Follow us on social media to stay up-to-date on the status of other developments important to wildlife conservation and our coexistence work. Don’t forget to sign up for our emails where you will get all the latest news and action alerts to support wildlife.

21 Responses to “Living With Grizzlies”

  1. norma graciela varrone cancio

    APOYO TODAS LAS CAMPAÑAS EN DEFENSA DE LOS ANIMALES

  2. jill

    The grizzlies are beautiful, please don’t harm them….they are beautiful animals and deserve more wild habitat for food.
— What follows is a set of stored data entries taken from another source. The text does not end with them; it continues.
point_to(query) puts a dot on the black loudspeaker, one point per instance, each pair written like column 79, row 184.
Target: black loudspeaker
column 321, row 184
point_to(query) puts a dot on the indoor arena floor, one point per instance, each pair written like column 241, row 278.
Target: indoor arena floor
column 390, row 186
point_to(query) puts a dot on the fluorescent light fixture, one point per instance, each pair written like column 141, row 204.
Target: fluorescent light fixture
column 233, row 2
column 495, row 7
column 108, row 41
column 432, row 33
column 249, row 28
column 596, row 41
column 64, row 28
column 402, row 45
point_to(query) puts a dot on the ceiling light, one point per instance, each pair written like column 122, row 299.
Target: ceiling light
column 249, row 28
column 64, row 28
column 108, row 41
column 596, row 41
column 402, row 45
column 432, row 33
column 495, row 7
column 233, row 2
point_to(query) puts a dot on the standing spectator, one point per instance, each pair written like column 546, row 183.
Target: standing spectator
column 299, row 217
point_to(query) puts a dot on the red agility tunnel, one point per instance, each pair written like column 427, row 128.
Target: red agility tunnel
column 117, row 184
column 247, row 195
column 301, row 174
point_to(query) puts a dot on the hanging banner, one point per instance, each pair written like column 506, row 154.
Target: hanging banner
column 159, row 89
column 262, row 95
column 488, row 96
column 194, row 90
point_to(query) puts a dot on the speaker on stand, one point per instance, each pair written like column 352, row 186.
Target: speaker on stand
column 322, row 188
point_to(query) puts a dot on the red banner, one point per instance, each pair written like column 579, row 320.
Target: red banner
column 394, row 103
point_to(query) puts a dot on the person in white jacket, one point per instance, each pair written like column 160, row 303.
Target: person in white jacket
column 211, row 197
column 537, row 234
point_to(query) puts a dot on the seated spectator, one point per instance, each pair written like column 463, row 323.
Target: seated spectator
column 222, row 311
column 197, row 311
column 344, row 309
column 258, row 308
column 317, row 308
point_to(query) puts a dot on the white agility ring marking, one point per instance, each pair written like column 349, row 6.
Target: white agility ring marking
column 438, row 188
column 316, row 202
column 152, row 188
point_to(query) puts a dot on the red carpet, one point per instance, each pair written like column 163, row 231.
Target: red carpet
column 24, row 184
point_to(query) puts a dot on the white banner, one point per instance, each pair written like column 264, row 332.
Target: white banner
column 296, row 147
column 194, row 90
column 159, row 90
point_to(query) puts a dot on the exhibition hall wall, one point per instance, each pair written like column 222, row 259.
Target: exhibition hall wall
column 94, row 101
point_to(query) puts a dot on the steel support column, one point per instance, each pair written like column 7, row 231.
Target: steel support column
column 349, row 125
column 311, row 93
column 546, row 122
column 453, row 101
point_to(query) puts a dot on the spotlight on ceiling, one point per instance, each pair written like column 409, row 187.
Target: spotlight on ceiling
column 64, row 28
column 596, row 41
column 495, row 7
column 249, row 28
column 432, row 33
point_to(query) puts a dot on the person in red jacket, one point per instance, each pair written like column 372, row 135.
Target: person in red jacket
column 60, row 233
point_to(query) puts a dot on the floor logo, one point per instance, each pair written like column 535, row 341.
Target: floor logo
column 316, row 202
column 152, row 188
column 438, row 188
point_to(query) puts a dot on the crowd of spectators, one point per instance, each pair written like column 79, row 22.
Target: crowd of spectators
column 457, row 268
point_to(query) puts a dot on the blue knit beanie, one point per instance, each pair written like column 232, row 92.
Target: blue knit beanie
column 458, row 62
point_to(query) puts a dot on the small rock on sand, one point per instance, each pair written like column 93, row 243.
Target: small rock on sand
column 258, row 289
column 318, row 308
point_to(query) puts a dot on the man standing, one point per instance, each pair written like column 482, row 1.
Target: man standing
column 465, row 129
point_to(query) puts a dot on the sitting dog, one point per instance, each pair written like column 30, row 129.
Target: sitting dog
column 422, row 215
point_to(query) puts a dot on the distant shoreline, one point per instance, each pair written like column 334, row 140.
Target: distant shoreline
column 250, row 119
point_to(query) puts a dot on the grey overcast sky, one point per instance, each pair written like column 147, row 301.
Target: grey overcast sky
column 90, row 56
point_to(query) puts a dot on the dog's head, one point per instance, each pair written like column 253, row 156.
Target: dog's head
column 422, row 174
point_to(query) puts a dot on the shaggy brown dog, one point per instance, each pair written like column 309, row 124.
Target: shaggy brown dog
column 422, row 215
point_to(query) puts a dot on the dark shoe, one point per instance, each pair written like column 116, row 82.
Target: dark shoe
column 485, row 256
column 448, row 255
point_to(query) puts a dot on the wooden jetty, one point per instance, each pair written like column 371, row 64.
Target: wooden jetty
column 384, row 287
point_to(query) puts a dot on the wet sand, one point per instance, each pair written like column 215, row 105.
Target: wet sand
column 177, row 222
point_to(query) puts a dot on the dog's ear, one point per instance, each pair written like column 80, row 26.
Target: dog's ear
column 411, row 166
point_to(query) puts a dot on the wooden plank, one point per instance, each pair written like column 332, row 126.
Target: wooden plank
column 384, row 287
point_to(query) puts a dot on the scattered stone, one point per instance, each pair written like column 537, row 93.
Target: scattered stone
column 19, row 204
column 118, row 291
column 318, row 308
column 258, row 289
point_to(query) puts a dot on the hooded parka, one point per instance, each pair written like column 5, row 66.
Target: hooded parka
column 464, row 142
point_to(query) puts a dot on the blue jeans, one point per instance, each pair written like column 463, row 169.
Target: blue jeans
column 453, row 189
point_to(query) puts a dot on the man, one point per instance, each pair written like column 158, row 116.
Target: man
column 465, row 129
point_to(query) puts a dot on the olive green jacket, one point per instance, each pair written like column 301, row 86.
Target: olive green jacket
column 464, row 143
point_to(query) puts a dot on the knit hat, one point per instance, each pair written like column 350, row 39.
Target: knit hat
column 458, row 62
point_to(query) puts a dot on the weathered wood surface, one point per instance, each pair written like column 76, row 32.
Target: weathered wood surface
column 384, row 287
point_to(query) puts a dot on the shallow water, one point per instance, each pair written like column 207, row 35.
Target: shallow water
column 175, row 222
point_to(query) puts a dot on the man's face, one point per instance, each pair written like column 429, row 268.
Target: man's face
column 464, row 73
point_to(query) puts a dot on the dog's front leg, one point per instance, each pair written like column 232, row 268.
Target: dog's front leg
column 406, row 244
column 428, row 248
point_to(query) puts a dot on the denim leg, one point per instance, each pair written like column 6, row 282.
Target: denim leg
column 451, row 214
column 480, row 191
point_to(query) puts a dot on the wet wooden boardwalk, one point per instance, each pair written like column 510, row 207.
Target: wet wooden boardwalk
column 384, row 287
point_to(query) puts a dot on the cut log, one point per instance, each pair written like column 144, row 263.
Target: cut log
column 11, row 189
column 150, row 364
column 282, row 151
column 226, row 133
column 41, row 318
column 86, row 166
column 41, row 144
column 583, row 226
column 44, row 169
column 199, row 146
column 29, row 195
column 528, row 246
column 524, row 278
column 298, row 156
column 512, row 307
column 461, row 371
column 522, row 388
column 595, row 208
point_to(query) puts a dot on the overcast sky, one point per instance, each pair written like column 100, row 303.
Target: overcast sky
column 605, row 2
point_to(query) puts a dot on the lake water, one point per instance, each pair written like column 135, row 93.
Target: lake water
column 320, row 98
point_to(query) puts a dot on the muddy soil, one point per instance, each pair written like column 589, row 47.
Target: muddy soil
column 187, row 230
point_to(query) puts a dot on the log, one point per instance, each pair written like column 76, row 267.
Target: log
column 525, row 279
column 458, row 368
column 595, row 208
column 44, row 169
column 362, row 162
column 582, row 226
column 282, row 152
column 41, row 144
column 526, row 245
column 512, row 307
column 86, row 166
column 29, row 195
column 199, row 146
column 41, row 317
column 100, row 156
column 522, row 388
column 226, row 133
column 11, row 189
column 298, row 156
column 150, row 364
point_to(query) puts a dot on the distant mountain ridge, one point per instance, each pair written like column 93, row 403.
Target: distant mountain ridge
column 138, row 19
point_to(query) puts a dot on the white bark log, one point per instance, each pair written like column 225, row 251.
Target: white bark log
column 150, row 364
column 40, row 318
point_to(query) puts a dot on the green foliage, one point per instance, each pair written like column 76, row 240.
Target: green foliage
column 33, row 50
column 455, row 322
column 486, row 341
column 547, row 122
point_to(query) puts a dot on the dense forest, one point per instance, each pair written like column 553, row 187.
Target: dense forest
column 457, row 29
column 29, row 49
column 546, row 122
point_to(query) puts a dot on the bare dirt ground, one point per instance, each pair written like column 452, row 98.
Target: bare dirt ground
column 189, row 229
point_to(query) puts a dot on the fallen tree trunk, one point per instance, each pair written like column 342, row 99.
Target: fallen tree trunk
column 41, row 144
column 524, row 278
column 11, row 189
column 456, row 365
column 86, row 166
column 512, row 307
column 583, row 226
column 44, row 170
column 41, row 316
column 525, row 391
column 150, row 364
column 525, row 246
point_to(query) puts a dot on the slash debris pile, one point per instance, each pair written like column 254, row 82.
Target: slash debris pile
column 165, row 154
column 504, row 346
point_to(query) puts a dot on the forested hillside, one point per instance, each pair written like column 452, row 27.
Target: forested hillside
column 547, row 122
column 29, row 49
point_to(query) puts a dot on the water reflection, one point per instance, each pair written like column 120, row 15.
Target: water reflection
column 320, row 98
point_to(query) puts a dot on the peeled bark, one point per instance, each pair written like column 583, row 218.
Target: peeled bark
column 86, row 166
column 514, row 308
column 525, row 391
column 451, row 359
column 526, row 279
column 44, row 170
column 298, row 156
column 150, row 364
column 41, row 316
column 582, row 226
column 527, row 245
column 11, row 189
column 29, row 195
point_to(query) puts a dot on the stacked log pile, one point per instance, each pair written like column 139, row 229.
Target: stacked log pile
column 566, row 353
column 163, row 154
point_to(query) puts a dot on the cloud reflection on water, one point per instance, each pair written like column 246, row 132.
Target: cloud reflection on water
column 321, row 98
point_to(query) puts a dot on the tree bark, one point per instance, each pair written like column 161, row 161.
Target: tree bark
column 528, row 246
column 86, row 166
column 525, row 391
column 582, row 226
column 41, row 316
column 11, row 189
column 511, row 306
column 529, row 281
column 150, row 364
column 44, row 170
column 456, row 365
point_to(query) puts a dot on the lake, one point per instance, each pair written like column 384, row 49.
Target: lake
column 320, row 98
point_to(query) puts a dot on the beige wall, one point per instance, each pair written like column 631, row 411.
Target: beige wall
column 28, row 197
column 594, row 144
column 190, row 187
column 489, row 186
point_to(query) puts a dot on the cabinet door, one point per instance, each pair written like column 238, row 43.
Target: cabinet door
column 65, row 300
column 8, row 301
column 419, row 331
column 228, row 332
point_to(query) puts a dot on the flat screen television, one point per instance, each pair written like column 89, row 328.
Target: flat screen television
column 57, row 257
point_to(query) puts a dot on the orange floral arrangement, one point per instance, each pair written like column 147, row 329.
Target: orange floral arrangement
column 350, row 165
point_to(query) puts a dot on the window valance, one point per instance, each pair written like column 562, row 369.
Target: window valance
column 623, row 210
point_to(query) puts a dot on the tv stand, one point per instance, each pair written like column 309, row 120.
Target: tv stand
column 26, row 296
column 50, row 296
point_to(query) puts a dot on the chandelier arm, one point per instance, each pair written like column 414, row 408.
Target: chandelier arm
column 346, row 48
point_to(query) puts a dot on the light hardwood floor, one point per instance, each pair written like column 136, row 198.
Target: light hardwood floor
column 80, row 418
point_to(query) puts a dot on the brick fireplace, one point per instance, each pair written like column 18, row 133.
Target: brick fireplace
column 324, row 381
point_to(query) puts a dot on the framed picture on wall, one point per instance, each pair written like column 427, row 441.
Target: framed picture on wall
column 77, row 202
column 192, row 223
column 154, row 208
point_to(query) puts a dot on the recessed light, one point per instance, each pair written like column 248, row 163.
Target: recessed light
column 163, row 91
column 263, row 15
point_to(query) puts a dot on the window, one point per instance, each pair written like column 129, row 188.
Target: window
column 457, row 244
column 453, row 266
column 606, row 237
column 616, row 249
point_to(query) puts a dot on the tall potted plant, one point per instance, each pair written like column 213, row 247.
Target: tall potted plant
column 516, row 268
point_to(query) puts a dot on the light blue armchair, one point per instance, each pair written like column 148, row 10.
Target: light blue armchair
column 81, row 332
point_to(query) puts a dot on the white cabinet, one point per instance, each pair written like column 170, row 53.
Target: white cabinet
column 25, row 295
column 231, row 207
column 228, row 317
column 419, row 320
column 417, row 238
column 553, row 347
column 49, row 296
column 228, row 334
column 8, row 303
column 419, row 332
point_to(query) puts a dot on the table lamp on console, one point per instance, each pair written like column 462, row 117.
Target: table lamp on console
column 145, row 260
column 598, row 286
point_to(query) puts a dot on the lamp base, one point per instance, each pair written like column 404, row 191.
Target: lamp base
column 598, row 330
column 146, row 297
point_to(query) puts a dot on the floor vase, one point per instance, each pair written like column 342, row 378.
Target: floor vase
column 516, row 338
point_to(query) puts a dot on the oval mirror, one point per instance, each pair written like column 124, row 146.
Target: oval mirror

If dog is mans best friend then so should the grizzly they are so close in appearance…most likely genetics as well. There is nothing more awesome than a mother with her pups. Pure magic on God’s green earth, let them roam and live wild and free and out of harms way. Animals are what makes this world a better place…all the wild animals are a gift and we need to steward and protect them in every way possible.

  3. Perry Gx

    Gotta Keep The Endangered Species Act Intact! “NO Gutting The ESA” + Learn To Coexist w/ Grizzly Bears!!!

  4. Jennie Gosche

    Bob Staple’s photo of the mother grizzlie with two small cubs facing cars and people with cameras breaks my heart. Mother bears fiercely protect their young but uneducated gawkers don’t realize they are putting the bears at risk. Thank goodness for the work Defender’s is doing to try and prevent bear/people interactions.

  5. Lucienne

    Grizzlies are the “true” owners of the Rockies so it is up to us , humans , to respect them and learn to live with them .

  6. mulot

    grizzly bears have the right to live, we must preserve wildlife!!

  7. linda S justice

    We must learn to step back, take turns, and make room for the other, whether it’s animal or man of different color and mindset.

  8. Heather Thomson-Stewart

    Humans and wildlife must coexist before it is too late.
    It is the greedy landowners and trophy hunters who want to get rid of them and a world without wildlife is too dreadful to contemplate.
    Now this stupid wall that Trump wants to build will be another nail in their coffin

  9. Susan Fanning

    Electric fencing sounds like a wonderful idea to deter the bears!!!

  10. Christine up vercellino

    Thanks defenders staff I appreciate your love, hard efforts, and work to coexist with the magnificent animals who we share this planet with
    “A Nation is judged by how it treats its animals” Mahatma Ghandi

  11. Ethel Nyman

    I am glad to hear about the human aspect as well as that of the wild and endangered species. I care about wild animals, but I also care about humans.
    Too often, nothing is said about the effects a proposed action will have on humans.

  12. Sally O. Smyth

    Do you ever partner with the Vital Ground Foundation–the land trust founded to provide safe travel corridors for grizzly bears in the U.S. West so that they can avoid conflicts with humans and reach the habitats that can support them?

  13. Anne Inmon

    I fully support any and all measures to protect our grizzlies

  14. Sevda Cenkci

    Grizzly bears should be respected in their habitat without being disturbed.

  15. Marie-Anne Phillips

    In my opinion, educating people to co-exist with bears and other animals in their natural environment and respecting these precious animals and their habitat in each region is so vital for each day, the near future and the future legacy is so very precious.
    I find bears so interesting, fascinating and am in awe of them and I feel at times I have a some what special connection to them. My heart breaks and feels bruised everytime I read about the endangered species act to protect them and other animals being treathened by Trump to destroy thall these majestic animals. I hope that we can make them equally important for their sake.